The phospholipids within the gray matter of the brain contain high proportions of DHA
and AA, suggesting importance in central nervous system function. Another study
showed that eating fish oil (oily fish including mackerel, tuna, salmon, sardines
and herring) at least once a week is linked to a reduced risk for neovascular agerelated macular degeneration. This is being further investigated in the ongoing
AREDSS2 study. (Am J Clin Nutr. 2008;88:398) Most studies point to the importance
of balance of essential free fatty acids in ocular and neurological development.

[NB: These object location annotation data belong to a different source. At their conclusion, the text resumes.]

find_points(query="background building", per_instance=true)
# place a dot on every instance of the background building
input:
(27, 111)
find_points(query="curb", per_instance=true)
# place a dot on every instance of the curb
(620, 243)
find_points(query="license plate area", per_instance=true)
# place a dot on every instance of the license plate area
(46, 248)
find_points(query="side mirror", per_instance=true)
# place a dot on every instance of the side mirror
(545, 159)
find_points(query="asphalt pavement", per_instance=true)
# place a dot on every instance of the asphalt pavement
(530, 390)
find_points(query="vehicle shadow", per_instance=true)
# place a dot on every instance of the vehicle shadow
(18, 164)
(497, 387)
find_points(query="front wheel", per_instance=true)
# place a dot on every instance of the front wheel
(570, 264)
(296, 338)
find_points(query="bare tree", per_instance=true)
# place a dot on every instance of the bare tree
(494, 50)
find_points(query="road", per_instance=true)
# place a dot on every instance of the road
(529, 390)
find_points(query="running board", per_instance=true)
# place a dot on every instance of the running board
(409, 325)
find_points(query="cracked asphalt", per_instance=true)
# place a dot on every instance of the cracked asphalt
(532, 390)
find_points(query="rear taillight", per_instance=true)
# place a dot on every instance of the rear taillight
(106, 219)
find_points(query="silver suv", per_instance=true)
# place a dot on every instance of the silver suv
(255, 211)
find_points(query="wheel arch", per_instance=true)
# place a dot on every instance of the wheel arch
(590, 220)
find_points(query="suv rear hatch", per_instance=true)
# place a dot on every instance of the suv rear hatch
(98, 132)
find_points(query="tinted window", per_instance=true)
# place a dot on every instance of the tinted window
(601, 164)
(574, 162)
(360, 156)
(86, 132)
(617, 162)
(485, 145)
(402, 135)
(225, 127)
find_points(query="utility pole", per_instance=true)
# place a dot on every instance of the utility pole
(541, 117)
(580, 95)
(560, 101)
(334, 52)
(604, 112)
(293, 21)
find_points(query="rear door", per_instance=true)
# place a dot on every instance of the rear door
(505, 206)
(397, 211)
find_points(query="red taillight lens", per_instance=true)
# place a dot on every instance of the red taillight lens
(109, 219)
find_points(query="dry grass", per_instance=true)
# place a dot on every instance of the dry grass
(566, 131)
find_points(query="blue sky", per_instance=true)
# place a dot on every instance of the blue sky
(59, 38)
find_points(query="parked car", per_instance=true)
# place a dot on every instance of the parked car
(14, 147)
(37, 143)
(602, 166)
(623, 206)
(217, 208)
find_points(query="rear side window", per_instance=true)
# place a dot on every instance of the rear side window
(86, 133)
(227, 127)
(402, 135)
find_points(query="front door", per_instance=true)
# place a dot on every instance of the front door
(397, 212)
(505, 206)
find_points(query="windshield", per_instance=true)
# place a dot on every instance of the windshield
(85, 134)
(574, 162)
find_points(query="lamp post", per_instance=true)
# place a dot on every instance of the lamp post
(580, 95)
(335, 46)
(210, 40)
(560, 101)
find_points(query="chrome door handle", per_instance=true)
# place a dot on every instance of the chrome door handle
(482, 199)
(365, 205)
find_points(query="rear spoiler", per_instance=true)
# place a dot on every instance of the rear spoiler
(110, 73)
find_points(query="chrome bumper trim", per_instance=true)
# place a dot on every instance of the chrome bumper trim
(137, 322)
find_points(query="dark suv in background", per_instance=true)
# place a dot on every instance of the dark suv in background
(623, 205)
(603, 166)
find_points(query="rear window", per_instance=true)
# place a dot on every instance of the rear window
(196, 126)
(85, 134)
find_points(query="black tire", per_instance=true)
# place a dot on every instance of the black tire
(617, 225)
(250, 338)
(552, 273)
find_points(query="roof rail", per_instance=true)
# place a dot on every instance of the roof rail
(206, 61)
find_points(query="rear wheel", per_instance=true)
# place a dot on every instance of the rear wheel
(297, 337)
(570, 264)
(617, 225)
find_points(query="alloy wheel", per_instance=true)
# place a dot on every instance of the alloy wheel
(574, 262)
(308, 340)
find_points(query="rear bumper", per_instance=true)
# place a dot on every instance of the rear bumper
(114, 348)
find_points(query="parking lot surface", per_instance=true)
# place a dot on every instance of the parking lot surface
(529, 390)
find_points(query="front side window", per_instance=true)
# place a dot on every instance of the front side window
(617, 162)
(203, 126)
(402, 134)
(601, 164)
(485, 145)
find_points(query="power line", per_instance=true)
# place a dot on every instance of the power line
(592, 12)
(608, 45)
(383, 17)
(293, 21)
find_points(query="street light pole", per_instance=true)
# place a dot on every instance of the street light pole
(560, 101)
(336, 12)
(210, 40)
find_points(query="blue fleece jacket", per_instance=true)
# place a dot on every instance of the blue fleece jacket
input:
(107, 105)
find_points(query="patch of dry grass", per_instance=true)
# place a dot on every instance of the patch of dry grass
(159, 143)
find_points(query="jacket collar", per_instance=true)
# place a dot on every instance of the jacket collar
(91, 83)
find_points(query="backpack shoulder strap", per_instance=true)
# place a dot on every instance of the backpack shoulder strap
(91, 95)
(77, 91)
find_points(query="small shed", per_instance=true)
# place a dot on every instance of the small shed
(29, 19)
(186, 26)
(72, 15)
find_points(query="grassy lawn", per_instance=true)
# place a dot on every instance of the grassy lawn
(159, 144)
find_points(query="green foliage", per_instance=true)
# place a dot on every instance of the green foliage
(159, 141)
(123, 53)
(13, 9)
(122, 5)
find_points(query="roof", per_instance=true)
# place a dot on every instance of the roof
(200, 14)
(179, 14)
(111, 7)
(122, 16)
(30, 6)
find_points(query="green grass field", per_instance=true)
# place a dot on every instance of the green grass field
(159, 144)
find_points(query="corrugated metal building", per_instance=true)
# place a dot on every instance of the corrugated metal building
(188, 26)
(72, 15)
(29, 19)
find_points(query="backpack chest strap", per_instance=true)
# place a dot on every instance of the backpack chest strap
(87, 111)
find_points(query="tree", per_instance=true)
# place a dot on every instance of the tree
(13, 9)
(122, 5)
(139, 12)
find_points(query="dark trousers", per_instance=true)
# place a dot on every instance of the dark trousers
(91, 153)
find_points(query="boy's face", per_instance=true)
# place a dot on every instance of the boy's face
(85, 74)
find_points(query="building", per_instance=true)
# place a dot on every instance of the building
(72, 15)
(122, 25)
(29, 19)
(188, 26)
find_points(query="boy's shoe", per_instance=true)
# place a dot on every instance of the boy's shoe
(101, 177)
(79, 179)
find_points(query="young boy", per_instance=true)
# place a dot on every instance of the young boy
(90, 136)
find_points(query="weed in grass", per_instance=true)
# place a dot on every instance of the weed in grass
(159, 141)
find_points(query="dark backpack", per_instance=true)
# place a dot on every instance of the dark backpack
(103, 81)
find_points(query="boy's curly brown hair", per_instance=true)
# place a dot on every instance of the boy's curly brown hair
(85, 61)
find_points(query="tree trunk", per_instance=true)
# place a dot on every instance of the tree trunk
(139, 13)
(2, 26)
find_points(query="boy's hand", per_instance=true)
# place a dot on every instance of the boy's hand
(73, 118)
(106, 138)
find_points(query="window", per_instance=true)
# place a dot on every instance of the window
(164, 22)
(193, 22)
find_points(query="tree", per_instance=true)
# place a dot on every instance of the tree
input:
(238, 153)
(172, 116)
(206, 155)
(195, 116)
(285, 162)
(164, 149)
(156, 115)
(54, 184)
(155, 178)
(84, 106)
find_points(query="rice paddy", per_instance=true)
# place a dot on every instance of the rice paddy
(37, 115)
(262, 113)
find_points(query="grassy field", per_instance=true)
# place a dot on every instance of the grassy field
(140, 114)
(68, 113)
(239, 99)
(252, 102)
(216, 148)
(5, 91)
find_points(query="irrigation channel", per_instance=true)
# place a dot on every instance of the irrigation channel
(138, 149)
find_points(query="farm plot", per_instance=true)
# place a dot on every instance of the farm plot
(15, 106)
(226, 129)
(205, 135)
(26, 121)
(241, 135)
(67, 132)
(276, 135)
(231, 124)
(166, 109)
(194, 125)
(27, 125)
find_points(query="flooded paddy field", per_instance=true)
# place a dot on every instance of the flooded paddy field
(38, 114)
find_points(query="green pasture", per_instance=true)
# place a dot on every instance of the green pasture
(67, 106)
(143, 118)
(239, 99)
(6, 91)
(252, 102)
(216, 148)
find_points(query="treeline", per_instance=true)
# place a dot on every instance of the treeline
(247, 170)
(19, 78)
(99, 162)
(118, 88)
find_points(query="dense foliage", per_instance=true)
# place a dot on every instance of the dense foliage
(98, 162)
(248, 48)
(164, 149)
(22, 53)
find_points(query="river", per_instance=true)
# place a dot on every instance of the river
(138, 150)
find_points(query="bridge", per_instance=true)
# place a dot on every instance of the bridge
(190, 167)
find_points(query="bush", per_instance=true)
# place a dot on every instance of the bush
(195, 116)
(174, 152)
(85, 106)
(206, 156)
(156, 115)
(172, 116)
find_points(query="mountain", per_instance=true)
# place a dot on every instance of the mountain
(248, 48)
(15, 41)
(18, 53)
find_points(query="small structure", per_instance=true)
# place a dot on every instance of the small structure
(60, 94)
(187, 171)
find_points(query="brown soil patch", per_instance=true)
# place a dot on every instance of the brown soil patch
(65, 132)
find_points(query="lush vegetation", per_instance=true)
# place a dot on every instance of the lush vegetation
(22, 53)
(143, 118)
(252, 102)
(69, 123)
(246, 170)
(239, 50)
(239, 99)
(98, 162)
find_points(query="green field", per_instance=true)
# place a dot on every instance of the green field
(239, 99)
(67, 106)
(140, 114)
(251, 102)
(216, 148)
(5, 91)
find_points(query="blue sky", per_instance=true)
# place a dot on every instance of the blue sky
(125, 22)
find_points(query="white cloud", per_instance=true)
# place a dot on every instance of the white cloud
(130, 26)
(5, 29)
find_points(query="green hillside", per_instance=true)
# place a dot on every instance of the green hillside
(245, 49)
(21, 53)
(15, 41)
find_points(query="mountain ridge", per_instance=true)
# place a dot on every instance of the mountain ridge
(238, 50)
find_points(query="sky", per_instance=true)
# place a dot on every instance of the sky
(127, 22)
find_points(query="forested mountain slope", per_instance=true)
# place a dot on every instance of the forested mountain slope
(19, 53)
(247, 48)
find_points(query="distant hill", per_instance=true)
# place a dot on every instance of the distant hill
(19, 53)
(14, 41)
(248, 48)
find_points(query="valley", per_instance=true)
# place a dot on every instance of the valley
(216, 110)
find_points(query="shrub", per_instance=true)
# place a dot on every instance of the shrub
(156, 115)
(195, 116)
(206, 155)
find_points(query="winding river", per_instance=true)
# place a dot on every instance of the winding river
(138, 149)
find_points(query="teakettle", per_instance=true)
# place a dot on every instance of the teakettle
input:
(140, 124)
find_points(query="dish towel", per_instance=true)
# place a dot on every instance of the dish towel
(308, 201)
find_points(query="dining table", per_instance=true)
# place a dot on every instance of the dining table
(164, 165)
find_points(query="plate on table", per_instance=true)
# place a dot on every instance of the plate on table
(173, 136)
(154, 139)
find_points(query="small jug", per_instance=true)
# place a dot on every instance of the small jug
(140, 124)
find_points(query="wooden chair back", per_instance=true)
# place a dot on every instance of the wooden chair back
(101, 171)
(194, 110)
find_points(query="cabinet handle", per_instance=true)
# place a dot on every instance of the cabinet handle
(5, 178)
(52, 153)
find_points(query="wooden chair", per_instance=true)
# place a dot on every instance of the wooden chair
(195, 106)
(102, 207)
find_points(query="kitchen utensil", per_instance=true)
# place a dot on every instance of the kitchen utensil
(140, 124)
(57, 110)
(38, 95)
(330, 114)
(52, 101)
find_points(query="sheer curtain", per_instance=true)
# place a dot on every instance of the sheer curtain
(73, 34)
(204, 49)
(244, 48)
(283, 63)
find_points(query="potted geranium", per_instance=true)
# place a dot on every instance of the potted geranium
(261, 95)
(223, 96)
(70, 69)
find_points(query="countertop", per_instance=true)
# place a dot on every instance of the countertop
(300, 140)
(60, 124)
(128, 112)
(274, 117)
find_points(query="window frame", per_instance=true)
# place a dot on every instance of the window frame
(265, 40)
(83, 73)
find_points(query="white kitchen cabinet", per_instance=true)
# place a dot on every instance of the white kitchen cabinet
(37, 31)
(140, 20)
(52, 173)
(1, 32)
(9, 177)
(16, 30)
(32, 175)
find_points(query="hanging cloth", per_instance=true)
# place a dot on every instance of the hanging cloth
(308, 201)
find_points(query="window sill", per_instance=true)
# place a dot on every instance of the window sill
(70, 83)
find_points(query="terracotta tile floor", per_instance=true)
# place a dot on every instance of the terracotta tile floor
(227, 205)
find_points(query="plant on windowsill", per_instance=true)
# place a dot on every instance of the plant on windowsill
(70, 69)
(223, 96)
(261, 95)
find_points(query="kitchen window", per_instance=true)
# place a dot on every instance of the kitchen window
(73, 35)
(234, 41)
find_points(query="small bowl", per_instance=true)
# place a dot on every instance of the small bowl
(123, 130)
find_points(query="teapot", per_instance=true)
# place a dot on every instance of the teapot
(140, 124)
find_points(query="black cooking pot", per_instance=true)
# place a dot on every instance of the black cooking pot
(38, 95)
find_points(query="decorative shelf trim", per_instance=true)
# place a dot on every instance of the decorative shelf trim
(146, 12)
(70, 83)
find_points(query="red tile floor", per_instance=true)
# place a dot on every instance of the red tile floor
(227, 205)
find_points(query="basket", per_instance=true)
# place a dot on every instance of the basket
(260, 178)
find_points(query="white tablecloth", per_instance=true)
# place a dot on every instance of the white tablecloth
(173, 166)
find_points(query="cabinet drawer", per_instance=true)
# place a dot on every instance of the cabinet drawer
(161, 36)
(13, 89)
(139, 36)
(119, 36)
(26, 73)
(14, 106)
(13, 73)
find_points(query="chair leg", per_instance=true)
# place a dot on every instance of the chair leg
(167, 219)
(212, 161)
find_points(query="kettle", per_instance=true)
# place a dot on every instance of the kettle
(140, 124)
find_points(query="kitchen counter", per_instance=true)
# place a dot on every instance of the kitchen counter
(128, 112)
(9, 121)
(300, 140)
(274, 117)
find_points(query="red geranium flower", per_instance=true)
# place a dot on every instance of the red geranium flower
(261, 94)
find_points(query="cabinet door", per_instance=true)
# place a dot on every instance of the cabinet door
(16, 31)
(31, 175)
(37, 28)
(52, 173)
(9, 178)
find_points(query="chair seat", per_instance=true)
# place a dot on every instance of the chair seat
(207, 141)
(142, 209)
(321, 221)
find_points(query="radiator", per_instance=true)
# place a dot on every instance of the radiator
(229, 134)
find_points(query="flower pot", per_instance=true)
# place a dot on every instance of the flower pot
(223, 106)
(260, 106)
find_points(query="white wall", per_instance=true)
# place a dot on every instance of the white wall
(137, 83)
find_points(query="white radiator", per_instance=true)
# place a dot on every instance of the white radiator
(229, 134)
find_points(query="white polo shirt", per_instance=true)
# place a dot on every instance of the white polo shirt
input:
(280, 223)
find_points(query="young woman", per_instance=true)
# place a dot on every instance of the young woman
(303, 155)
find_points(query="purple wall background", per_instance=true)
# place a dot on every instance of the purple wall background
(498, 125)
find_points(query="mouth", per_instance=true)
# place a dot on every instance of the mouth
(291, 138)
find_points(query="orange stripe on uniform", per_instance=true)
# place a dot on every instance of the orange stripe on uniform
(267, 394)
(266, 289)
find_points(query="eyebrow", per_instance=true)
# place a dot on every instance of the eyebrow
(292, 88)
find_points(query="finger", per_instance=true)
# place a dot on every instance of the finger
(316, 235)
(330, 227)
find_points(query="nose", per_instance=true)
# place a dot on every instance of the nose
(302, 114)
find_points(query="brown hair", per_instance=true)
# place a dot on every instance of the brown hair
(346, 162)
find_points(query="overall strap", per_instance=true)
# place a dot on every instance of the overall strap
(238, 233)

Two new studies have shown that Omega-3 fatty-acid supplementation improves
morbidity and mortality in symptomatic heart-failure patients, while statins failed
to have any beneficial effect in the same group of patients. (Lancet 2008; DOI:
39
10.1016/S0140-6736(08)61241, Lancet 2008; DOI: 10.1016/S0140-6736(08)61239)
One study indicates that increasing intakes of long-chain omega-3 fatty acids (EPA and
DHA) can decrease the risk of cardiovascular disease by 1) preventing arrhythmias that
can lead to sudden cardiac death, 2) decreasing the risk of thrombosis that can lead to
MI or stroke, 3) decreasing serum triglyceride levels, 4) slowing the growth of
atherosclerotic plaque, 5) improving vascular endothelial function, 6) lowering blood
pressure slightly and 7) decreasing inflammation. Many reports show men who eat fish
at least once weekly have lower mortality from CHD than men who do not eat fish. One
such study followed 1822 men for 30 years and found that mortality from CHD was 38%
lower in men who consumed an average of at least 35 g (1.2 oz) of fish daily than in
men who did not eat fish, while mortality from MI was 67% lower. In the Nurses’ Health
Study, following over 84,000 women for 16 years, CHD mortality was 29-34% lower in
women who ate fish at least once a week compared to women who ate fish less than
once a month. Epidemiological studies suggest that regular fish consumption is
inversely associated with the risk of sudden cardiac death. Another prospective study
that followed more than 45,000 men for 14 years found that the risk of sudden cardiac
death was about 40-50% lower in those who consumed an average of at least 250
mg/day of dietary EPA + DHA, the equivalent of 1-2 oily fish meals weekly, than those
who consumed less than 250 mg/day. When referencing the impact on the incidence of
stroke, two large prospective studies found that increased fish and omega-3 fatty acid
intakes were associated with significantly lower risks of ischemic stroke, but not
hemorrhagic stroke. In a study that followed more than 79,000 women for 14 years,
those who ate fish at least twice weekly had a risk of thrombotic (ischemic) stroke that
was 52% lower than those who ate fish less than once monthly. Likewise another study
that followed more than 43,000 men for 12 years, those who ate fish at least once
monthly had a risk of ischemic stroke that was 43% lower than those who ate fish less
than once monthly. The triglyceride-lowering effects of EPA and DHA increase with
dose, but clinically meaningful reductions in serum triglyceride concentrations have
been demonstrated at larger doses of 2 g/day of EPA + DHA and triglycerides are
especially important in patients with diabetes.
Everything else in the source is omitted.